The filmmaker continues: “Honestly, this could represent the finest ensemble recruited for any project. Their work is exceptional. They’re not picked because they’re celebrities. It irritated me when questioned, ‘So why the celebrities?’. I go, ‘These are actors.’ They are among the world’s best performers and they can bring this stuff alive.”

Historical Complexity

However, no contemporary observers remain, modern media required the filmmakers to depend substantially on historical documents, combining personal accounts of numerous historical characters. This allowed them to introduce audiences not only to the “bold-faced names” of the revolution along with multiple crucial to understanding, several participants remain visually unknown.

Burns also indulged his personal passion for geography and cartography. “I love maps,” he comments, “and there are more maps in this project compared to previous works throughout my entire career.”

International Impact

The production crew recorded across multiple important places throughout the continent and in London to document environmental context and partnered extensively with historical interpreters. Various aspects converge to depict events more bloody, multifaceted and world-changing than the one taught in schools.

The film maintains, transcended provincial conflict concerning territory, taxes and political voice. Rather, the series depicts a blood-soaked struggle that finally engaged numerous countries and unexpectedly manifested described as “the noble aspirations of humankind”.

Internal Conflict Truth

Early dissatisfaction and objections leveled at London by far-flung British subjects throughout multiple disputatious regions quickly evolved into a vicious internal war, dividing communities and households and turning communities into battlegrounds. In episode two, the historian Alan Taylor observes: “The main misapprehension about the American Revolution involves believing it represented that unified Americans. This omits the fact that colonists battled fellow colonists.”

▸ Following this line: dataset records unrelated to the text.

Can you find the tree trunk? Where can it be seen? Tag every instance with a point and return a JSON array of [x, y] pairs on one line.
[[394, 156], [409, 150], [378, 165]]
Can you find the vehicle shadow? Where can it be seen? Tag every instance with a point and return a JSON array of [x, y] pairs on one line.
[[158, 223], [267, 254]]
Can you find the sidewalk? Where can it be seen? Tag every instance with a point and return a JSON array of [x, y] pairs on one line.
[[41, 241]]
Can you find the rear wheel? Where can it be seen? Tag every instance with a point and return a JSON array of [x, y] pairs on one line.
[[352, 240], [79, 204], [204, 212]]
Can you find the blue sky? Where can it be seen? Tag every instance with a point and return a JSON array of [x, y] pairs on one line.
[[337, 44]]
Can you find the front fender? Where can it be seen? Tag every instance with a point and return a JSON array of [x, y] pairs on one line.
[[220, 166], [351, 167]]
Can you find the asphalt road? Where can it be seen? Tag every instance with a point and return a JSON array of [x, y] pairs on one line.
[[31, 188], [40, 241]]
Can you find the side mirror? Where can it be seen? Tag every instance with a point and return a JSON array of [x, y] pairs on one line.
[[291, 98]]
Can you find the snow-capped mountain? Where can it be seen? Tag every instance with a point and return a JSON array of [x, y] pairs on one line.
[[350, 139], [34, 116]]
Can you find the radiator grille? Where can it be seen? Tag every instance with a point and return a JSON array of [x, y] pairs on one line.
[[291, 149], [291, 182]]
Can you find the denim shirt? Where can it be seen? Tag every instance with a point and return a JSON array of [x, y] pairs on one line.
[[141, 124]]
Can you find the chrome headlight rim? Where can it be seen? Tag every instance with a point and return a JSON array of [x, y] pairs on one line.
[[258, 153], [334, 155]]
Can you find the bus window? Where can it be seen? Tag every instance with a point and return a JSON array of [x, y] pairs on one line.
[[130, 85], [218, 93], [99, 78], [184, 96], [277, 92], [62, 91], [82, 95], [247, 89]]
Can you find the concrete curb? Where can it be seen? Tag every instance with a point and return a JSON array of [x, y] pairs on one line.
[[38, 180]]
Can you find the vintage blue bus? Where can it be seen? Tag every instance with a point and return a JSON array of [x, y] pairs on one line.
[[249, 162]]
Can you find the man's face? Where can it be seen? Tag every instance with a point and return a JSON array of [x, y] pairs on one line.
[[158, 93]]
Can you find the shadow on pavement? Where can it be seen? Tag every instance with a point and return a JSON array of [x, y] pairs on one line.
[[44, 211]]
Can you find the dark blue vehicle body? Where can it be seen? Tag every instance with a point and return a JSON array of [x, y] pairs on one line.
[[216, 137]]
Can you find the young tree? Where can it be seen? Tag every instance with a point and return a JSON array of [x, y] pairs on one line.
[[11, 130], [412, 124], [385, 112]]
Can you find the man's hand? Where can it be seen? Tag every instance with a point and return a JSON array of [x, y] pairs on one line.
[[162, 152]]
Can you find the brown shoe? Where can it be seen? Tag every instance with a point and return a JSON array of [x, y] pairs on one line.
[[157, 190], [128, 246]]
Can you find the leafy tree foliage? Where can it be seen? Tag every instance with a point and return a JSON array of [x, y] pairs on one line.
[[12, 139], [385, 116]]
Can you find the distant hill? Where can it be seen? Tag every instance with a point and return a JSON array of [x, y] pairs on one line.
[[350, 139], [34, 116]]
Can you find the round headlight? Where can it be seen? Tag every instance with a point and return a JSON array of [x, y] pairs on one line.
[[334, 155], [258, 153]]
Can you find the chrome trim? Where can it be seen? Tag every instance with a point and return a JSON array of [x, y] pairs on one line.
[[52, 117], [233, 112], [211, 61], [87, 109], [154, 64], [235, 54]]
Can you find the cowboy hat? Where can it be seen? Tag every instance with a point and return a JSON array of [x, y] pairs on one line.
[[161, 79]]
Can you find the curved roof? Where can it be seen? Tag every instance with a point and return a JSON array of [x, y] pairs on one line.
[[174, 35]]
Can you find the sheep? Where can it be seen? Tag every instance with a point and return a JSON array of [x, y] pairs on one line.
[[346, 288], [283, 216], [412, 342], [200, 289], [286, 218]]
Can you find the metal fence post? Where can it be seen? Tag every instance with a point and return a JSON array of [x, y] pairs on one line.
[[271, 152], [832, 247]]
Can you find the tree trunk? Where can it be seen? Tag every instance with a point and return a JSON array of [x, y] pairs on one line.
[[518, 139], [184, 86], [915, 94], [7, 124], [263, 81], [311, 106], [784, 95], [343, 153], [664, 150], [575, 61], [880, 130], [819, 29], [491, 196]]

Sophisticated Interpretation

In his view, the revolution is a story that “for most of us is overwhelmed by emotionalism and nostalgia and lacks depth and doesn’t have the respect actual events, every individual involved and the widespread bloodshed.”

The historian argues, a movement that announced the world-changing idea of inherent human rights; a vicious internal conflict, dividing revolutionaries and royalists; plus an international conflict, continuing previous patterns of conflicts between Britain, France and Spain for control of the continent.

Contingent Historical Events

Burns additionally aimed {to rediscover the

Sean Franco
Sean Franco

Elara is a digital artist and educator passionate about blending traditional techniques with modern technology to inspire creativity.